I usually prefer to use people targeting over content targeting, but you can choose from a variety of options and even layer them to narrow your reach. For example, you can target users who purchase child safety seats only for content related to child car seats.
Create your ad
Time to create that ad. Note that for a YouTube video to be used in your video ad, it must be uploaded to YouTube. Don’t want your ad to appear on your channel? No problem, just set it to “Unlisted” instead of “Public”.

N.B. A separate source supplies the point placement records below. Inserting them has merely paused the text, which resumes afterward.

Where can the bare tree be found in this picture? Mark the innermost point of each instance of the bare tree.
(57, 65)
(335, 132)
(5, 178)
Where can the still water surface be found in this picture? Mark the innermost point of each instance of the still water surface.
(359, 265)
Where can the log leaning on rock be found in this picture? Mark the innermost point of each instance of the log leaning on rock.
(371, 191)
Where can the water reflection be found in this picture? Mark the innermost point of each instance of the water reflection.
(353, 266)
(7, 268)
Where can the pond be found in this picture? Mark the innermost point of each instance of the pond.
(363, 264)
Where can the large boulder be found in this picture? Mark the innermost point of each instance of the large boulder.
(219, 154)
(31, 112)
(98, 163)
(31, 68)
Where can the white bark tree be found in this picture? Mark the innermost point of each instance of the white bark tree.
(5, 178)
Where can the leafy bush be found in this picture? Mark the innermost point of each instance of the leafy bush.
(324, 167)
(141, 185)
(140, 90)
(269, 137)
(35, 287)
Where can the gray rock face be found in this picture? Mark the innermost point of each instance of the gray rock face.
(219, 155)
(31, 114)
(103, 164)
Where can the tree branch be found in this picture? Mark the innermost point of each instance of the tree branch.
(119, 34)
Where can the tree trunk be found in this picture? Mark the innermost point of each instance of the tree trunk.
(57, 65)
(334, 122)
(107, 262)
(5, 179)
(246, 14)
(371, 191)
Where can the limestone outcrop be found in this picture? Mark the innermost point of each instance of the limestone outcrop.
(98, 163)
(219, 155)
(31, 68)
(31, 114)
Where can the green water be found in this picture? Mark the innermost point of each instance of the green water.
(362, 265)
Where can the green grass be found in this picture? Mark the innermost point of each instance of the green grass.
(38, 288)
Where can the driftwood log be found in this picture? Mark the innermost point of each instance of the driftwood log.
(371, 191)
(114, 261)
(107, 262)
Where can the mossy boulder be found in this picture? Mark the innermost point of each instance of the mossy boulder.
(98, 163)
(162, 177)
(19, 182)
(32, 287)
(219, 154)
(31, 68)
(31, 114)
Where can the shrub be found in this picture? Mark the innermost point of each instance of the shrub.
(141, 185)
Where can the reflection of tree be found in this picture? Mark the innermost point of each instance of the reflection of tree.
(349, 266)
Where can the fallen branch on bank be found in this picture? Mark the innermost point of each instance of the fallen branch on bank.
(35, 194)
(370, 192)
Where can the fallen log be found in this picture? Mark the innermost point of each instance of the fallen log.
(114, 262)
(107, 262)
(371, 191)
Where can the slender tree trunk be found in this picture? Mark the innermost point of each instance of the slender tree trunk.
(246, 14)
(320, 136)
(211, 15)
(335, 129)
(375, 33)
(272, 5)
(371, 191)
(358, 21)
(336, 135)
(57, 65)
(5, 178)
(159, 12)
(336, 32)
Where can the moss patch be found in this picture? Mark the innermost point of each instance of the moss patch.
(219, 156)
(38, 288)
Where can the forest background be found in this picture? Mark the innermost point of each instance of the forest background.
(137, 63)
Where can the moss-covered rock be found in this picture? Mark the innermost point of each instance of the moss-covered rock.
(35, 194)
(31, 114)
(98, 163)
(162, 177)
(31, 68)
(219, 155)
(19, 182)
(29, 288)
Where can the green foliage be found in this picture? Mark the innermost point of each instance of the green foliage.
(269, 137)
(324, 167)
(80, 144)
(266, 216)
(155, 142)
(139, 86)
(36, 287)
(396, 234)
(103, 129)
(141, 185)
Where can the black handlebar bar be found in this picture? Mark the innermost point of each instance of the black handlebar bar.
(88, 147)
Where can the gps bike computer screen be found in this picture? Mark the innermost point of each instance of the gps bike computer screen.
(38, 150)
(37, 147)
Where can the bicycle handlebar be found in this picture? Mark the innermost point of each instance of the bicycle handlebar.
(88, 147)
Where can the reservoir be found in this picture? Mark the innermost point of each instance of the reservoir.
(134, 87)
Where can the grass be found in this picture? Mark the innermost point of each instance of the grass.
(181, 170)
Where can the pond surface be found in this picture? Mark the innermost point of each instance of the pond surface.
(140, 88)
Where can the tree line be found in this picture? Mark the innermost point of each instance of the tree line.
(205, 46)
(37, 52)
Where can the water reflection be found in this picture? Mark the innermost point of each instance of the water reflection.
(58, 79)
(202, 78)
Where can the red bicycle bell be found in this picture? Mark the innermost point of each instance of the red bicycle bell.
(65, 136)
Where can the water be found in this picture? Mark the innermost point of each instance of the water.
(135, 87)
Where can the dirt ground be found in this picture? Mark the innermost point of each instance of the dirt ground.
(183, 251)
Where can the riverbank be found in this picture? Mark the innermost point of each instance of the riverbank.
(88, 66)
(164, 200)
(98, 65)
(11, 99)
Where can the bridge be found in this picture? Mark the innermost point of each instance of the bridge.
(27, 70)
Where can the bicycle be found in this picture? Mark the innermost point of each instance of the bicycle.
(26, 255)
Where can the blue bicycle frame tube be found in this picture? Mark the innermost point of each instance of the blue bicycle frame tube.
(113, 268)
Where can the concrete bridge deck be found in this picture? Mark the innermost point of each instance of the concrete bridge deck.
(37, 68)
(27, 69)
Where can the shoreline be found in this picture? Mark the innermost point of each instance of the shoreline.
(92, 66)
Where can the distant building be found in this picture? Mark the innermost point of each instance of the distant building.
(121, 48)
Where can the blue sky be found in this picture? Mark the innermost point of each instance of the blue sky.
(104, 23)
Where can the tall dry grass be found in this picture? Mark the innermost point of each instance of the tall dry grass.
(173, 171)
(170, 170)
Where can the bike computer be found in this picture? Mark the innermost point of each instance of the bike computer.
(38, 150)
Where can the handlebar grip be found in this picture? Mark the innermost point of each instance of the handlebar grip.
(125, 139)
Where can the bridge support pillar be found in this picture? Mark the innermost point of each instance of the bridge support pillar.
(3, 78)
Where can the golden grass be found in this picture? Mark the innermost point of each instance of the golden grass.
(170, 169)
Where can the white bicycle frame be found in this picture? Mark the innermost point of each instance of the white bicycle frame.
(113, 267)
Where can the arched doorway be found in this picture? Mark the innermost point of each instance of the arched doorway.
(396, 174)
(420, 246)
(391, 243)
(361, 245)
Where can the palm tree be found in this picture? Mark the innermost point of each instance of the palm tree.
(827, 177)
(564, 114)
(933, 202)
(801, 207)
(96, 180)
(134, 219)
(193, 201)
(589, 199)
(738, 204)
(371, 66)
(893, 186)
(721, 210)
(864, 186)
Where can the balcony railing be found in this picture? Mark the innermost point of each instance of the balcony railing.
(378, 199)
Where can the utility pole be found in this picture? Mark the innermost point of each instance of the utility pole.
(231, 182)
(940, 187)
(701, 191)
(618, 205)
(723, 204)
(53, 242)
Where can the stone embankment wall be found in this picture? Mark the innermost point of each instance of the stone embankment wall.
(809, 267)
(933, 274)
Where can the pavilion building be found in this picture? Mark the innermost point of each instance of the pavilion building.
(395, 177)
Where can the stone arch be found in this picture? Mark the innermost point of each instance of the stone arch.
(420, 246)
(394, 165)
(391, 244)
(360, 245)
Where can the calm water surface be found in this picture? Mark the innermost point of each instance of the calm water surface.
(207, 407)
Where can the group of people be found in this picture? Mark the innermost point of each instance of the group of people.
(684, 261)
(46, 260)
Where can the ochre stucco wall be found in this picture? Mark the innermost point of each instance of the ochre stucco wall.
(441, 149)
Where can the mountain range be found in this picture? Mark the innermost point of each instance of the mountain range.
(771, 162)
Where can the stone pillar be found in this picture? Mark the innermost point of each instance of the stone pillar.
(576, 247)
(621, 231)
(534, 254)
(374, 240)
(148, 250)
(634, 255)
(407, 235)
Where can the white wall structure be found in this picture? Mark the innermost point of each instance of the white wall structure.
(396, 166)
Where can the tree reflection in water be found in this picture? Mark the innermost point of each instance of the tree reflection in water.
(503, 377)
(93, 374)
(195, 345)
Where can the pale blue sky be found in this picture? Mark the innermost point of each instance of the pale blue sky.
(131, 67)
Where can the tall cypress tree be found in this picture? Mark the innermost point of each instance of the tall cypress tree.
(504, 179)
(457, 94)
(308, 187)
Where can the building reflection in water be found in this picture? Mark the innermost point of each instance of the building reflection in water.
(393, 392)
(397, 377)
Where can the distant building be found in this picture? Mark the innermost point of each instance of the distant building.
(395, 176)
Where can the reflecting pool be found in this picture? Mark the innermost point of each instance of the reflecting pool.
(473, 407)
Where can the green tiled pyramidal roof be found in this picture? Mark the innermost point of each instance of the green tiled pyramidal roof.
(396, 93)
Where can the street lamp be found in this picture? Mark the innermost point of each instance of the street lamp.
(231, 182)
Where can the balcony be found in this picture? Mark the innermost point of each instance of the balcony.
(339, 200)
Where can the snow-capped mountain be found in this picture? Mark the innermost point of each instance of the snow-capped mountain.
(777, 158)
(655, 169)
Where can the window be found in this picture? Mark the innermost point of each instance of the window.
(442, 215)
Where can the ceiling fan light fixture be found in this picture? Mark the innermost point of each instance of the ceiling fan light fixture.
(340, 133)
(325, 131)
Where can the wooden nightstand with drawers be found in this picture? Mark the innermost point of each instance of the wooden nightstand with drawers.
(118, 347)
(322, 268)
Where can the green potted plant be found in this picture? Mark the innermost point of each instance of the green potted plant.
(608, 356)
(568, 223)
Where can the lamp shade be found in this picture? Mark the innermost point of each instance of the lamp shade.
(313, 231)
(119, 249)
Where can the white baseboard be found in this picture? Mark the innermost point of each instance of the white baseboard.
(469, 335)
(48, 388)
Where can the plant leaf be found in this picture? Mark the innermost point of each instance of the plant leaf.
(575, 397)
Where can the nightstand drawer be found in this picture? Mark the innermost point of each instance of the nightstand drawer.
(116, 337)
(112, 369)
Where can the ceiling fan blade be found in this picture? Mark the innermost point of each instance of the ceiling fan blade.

Paste the URL of your YouTube ad here, and options will appear based on your campaign subtype. In this example, we can create a skippable in-stream ad (the “normal” type) or an in-feed video ad (the type that shows a thumbnail and description)
Set your bids
Set your bids and you’re ready to go! In this case, I usually start with a max CPV bid of $0.05 to $0.10.
Measure your success
How do you choose the right metrics for your campaign? First, remember whether your goal is awareness, consideration, or transformation. If your YouTube campaign is built around raising awareness, it doesn’t make sense to measure success by conversion rate!
As a general rule of thumb for any Google Ads campaign, I like to choose a reach metric (impressions, views, clicks, etc.) and an efficiency metric (CPV, pageview, CTR, etc.). ).
If you have a dedicated Google representative and you’re spending 5-6 figures per month on YouTube ads, ask them questions about running a brand lift study.
This is a special survey that Google can run for you to measure how well your campaign is driving key outcomes such as brand awareness, ad recall, search lift, or purchase intent. It does require a minimum investment for a set period, which varies by location, so ask your representative for current program requirements.